The wind picked up and the ice cut even harder into his weathered skin. The cold crept through his furs and clung to his bones. Renrir could feel the years wearing down on him. His muscles, still taut and powerful, felt rusted and chipped. Pain radiated from his fingers when he held his sword and he felt the cold more and more each day. He could see the way his warriors looked to him. They still believed he was the Renrir who had taken to sea and cleaved his way through the empire all the way to Sylvania. They would remain fiercely loyal until it was clear that he was too old to fight.

He had prayed to the Blood Father and the Winter Lord for a son capable of sending him to the Halls of Glory. But now it seemed that he would have to take to the sea again to find death.

“Ship!” One of the warriors shouted, pointing to the storm-covered horizon. Renrirs’s entire hold peered into the distance and sure enough there was a lone red sail. As the ship drew nearer, it was clear even from a distance that the craft had seen dozens of battles. Arrows still stuck from the shields that lined her hull and the sail was ripped in many places. A giant’s skull hung from the ship’s bow.
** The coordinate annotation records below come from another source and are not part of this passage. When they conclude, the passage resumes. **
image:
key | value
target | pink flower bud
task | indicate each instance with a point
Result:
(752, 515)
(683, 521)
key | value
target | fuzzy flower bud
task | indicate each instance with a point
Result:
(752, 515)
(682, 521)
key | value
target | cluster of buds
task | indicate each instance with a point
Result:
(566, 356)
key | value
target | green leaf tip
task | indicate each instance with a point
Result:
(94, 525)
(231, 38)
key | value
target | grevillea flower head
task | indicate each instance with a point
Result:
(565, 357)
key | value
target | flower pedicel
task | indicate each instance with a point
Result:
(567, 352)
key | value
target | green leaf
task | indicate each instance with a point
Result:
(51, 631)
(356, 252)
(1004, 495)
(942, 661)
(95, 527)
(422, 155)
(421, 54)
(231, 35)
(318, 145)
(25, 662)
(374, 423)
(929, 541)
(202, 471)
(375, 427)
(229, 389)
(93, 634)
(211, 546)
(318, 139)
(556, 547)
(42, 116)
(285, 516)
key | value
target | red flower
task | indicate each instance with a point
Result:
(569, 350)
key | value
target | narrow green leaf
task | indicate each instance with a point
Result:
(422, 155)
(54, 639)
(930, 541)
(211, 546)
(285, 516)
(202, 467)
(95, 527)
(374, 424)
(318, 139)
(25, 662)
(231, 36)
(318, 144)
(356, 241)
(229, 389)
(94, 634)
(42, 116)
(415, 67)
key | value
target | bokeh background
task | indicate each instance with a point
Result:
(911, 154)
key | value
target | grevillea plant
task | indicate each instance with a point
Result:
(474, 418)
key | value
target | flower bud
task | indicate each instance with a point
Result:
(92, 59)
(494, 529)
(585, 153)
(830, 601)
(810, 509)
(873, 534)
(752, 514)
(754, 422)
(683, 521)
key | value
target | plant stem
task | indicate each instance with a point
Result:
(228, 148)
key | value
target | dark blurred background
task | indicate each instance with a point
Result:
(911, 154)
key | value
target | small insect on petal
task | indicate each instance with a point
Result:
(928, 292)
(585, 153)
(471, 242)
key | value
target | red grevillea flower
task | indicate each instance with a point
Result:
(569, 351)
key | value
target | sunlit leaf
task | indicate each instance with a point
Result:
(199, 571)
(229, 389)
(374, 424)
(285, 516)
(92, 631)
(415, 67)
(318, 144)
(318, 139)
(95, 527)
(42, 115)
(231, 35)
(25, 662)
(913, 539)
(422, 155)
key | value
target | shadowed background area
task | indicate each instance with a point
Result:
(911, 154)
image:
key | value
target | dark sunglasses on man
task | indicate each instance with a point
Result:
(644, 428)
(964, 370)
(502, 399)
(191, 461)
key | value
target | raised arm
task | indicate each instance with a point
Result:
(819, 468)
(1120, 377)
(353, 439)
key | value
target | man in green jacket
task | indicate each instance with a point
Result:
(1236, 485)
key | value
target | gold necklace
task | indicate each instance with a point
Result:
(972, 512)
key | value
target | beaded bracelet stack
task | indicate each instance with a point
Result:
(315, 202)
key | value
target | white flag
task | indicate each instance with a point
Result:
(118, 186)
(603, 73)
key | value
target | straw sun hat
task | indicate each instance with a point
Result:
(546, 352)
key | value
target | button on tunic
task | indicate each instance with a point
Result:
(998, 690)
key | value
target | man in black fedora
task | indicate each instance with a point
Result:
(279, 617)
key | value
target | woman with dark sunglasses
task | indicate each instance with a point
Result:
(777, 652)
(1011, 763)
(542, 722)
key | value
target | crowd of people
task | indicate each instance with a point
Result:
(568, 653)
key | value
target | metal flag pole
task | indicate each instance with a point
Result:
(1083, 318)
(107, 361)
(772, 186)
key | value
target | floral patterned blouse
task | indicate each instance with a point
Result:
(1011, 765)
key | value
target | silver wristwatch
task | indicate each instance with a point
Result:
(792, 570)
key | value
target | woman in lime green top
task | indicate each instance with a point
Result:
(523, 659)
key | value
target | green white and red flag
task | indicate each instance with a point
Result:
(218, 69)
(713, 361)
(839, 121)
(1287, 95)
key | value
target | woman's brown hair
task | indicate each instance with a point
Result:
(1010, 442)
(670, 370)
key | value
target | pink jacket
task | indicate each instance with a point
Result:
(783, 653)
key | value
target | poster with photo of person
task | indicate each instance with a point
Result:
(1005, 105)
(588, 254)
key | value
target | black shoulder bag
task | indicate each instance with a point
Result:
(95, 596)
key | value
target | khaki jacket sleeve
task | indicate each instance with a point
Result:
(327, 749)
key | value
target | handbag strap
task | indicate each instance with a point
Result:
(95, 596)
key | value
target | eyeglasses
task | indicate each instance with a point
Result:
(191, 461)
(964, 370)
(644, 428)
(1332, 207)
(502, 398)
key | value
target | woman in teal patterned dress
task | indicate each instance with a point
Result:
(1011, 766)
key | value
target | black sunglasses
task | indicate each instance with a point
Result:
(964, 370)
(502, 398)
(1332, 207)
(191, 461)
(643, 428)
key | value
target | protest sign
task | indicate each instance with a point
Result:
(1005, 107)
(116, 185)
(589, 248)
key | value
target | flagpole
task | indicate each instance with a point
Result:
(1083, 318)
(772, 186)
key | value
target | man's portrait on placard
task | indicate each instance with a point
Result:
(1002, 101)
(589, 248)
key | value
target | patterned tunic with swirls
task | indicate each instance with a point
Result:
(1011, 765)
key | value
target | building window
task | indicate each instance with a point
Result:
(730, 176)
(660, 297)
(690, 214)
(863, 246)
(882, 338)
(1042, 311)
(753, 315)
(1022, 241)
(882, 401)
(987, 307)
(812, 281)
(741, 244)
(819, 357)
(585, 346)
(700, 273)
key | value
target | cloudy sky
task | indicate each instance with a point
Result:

The reavers aboard the ship were adorned in mail and fur, with hungry looks in their faces. When Renrir saw the captain of the ship, he smiled to himself. The young warrior was tall and had shoulders as broad as a bear’s. His pale blond beard was clasped with the runic symbol for Ulric fashioned from whalebone and his arms were covered in scars. He had carved the mark of the Blood Father into his neck and a large scar ran across his face, splitting his left eyebrow. It was hard to imagine that this man had once left the shore as a bare-faced youth.

Renrir’s warriors clasped these sea-reavers in tight embraces as they stepped onto the snow-covered ground. From the ship, they unloaded what seemed like an endless pile of treasures and trophies. Coins from the empire, banners from Bretonnia and even the giant axe and helmet of a felled Orc warboss were carried off the longship. Following their treasures came the thralls, elves and men alike. All were bloodied and bruised as they cowered and shivered in the cold of their new home.

Volkmar stepped before his father and bent his knee, the antlers adorned to his helmet pointing out like a wall of spears. “My lord, I offer you this mighty gift.” He said, wasting no time in adhering to the code of the Graelings. He produced a battle-axe with ornate carvings in the hilt and the flat of the blade.

“Taken from one of the horse-lords of the South and anointed in battle, may it shed fresh blood in your hands.” He spoke, his shipmates, lowering their heads as the gift was presented.

Renrir took the weapon in his hand and lifted it into the freezing air. Feeling the rush of youth again, he swung the axe and cleaved the head off of the closest thrall. A jet of blood flew into the sky as the elf’s body collapsed to the ground. Suddenly, the entire shore was alive with the roaring of Norscans as they cheered and beat their weapons against their shields. The roaring and cheering grew louder as the the Vitki dragged the corpse to the water to offer it as thanks to the sea gods for bringing the reavers home.

From the meadhall, Renrir could see his thralls and servants preparing for a great feast. He could practically taste the mead and roasted elk. As the warhird started to march towards the hall, Renrir stole a glance at his son, who was at the head of his men and already exciting Renrir’s warriors with promises to tell them of his exploits in the South.

Finally, a worthy challenger. Renrir thought. You will make my death glorious.